For some, abuse will lead to full-fledged addiction. There will be overwhelming urges and cravings for cocaine, and there may be an inability to self-limit or control use. The cocaine addict will deny that she has a drug use problem and will continue use of cocaine despite the negative consequences. At this
stage, the adverse consequences of cocaine addiction have probably affected all aspects of the user's life.
The addict has succumbed to what Dr. Sidney Cohen called cocaine's "pharmacological imperative" (Washton, 1989). Figure 2-8 lists the characteristics of the stages of cocaine addiction. The timetable for the onset of the chronic effects of cocaine use varies across individuals and may depend on the size of the doses, the frequency of dosing, and the route of administration.
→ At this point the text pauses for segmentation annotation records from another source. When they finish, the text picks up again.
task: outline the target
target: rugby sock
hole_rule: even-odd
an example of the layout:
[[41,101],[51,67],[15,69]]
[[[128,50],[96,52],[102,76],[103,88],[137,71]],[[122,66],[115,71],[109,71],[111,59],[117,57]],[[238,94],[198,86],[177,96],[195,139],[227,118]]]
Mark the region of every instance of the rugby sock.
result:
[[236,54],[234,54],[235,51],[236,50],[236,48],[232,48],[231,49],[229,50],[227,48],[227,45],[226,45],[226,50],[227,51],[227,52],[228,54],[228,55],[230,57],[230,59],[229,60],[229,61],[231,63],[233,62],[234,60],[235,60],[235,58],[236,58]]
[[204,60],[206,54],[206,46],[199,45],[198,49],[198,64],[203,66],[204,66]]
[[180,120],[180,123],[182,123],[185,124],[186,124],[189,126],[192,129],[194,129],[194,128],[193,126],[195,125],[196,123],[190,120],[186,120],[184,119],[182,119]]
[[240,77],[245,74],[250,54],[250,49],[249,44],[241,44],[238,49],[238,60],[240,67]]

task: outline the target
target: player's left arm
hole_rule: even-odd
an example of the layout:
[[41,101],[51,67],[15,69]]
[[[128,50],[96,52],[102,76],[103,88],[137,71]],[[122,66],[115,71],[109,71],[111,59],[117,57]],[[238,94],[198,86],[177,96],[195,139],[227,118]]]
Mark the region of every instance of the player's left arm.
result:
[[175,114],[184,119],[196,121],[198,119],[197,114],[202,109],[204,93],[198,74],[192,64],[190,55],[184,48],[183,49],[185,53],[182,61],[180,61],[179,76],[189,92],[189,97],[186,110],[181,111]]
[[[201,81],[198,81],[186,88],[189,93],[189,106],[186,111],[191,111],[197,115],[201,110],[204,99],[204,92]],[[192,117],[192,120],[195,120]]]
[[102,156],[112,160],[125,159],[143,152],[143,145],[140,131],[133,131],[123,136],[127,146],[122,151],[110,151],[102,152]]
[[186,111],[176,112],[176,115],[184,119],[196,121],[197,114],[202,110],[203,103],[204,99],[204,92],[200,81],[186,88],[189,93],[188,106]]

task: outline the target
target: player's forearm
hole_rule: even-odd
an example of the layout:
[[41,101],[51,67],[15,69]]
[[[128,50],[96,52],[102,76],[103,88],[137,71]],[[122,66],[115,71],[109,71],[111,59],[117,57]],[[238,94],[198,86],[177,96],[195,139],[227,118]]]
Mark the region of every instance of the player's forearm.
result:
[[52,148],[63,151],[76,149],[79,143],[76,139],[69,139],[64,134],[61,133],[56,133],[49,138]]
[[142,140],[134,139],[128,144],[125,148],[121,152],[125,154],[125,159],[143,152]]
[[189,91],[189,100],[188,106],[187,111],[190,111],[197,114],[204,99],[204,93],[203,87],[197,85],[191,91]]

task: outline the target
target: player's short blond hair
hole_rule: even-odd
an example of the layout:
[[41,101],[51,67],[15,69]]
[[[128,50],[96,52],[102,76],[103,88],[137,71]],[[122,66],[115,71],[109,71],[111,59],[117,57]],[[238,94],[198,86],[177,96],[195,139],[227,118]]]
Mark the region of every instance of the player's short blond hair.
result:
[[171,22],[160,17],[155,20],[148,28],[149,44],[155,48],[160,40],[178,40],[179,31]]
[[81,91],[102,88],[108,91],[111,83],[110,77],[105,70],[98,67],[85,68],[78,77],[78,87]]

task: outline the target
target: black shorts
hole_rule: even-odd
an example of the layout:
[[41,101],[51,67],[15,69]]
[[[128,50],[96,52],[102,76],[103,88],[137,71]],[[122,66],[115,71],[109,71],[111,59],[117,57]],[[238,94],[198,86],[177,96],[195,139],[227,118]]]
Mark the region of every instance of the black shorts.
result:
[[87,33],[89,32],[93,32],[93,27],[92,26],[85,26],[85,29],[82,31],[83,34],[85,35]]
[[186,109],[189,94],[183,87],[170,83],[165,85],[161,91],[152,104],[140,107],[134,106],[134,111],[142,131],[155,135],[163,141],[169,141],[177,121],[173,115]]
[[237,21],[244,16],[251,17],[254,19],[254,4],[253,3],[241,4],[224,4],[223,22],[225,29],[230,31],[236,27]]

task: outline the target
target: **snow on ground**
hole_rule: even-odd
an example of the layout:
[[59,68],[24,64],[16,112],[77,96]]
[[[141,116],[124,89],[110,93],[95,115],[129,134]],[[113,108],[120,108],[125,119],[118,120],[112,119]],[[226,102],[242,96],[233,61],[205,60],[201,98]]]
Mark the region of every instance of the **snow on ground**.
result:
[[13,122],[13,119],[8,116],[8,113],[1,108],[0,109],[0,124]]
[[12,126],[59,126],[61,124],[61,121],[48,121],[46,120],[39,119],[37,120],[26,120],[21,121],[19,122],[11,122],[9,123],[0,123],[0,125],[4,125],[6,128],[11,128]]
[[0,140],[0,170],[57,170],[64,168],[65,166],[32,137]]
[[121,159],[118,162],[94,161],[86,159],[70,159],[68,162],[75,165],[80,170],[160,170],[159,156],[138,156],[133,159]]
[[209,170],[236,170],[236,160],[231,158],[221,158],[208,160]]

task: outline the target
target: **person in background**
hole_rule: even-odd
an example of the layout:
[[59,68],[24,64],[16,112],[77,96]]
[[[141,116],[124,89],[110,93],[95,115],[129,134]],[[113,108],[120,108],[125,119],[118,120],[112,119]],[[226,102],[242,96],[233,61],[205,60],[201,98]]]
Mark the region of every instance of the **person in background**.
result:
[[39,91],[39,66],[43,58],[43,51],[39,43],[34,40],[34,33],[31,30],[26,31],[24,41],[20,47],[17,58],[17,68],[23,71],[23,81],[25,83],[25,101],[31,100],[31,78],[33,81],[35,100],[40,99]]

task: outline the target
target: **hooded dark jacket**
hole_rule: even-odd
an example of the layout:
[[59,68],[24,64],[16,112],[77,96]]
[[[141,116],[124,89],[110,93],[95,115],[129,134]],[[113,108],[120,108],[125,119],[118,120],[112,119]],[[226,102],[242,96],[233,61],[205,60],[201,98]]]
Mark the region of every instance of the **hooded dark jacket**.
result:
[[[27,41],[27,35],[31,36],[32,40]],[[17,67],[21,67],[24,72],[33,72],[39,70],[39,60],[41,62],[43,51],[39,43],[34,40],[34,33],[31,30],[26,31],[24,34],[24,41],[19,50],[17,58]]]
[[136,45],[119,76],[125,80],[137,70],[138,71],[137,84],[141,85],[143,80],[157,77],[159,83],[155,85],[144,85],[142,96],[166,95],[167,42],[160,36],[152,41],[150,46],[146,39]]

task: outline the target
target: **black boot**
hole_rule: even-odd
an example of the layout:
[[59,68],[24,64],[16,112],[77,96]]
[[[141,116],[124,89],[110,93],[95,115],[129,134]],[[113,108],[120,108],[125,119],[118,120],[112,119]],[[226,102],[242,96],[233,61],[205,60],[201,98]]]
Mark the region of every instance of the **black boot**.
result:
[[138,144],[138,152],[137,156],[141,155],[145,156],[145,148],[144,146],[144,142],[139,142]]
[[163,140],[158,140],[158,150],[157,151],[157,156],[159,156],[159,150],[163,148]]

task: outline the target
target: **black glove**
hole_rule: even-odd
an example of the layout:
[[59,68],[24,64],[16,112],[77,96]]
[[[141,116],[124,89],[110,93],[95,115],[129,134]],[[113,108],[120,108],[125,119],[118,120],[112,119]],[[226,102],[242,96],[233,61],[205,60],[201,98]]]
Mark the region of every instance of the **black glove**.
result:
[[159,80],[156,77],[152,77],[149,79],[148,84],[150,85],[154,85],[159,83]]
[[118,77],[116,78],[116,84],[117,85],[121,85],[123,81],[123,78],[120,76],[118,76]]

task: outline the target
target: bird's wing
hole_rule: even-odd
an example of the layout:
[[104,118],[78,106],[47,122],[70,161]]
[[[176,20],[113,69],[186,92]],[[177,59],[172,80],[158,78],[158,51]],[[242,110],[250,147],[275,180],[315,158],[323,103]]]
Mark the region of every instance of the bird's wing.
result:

There are no data to base a prediction on how long it will take for any individual to begin to suffer from the chronic effects of cocaine use.
However, similar to the effects of MA, the higher the doses and the more frequently the doses are administered, in general, the more quickly the chronic effects of cocaine will appear. In addition, intranasal administration (snorting) is associated with slower onset of chronic effects than if cocaine is smoked (freebase or crack) or injected intravenously.
Clearly, there are tremendous individual differences in this timetable, with some individuals reporting an ability to use for extended periods with few signs of negative consequences and others reporting a very dramatic onset of severe detrimental effects as soon as a few weeks or months after initiation of cocaine use. Physically, the cocaine addict may appear thin or even emaciated. Personal hygiene and self-care may be neglected, and medical and dental needs may go unmet.
Because cocaine suppresses appetite, the user fails to eat properly and may
suffer from vitamin deficiencies. Severe addicts may ignore food, clothing, shelter, and sexual needs. Psychologically, cocaine's chronic effects are exactly the opposite of the desired initial effects. Continued cocaine use increases paranoia and confusion and causes an inability to concentrate and an inability to perform sexually. The same substance that acutely produced a mild sensation of arousal and decreased fatigue, on a chronic basis results in chest pain, insomnia, anorexia, episodic depression, and extreme fatigue.
From a treatment perspective, the curious thing is that the user often accurately perceives and attributes the pleasurable, acute effects to the use of cocaine.
However, he frequently is unable or unwilling to recognize the relationship of the negative, chronic effects to the use of cocaine. Although it may be dramatically apparent to family and friends that the effects of cocaine are highly detrimental and destructive to the user, the user may insist that the use of cocaine is very helpful and beneficial.
The extensive health-compromising effects of cocaine abuse are apparent when examining the behavioral and psychological profile of clients as they enter substance treatment. Generally, these clients exhibit a pronounced disruption in healthy behaviors and an elevation in dysphoric emotions including anxiety, depression, and paranoia (Castro et al., 1992).
Chronic abuse of cocaine may cause neuropsychological impairments (O'Malley et al., 1992) as well as neuropsychiatric syndromes (Herning et al., 1997). Cocaine-induced cognitive deficits can last up to 3 months after heavy use before baseline functioning is restored. In their review, Weinrieb and O'Brien found a strong association between the chronic use of cocaine and deficiencies in short-term auditory recall, memory, concentration--especially for nonverbal abstracting and problem solving--and slowed reaction time (Weinrieb and O'Brien, 1993).
The physical, psychological, and cognitive effects of chronic cocaine use reflect the underlying physiological effects; at the heart of these effects is cocaine's impact on the neurotransmitter dopamine.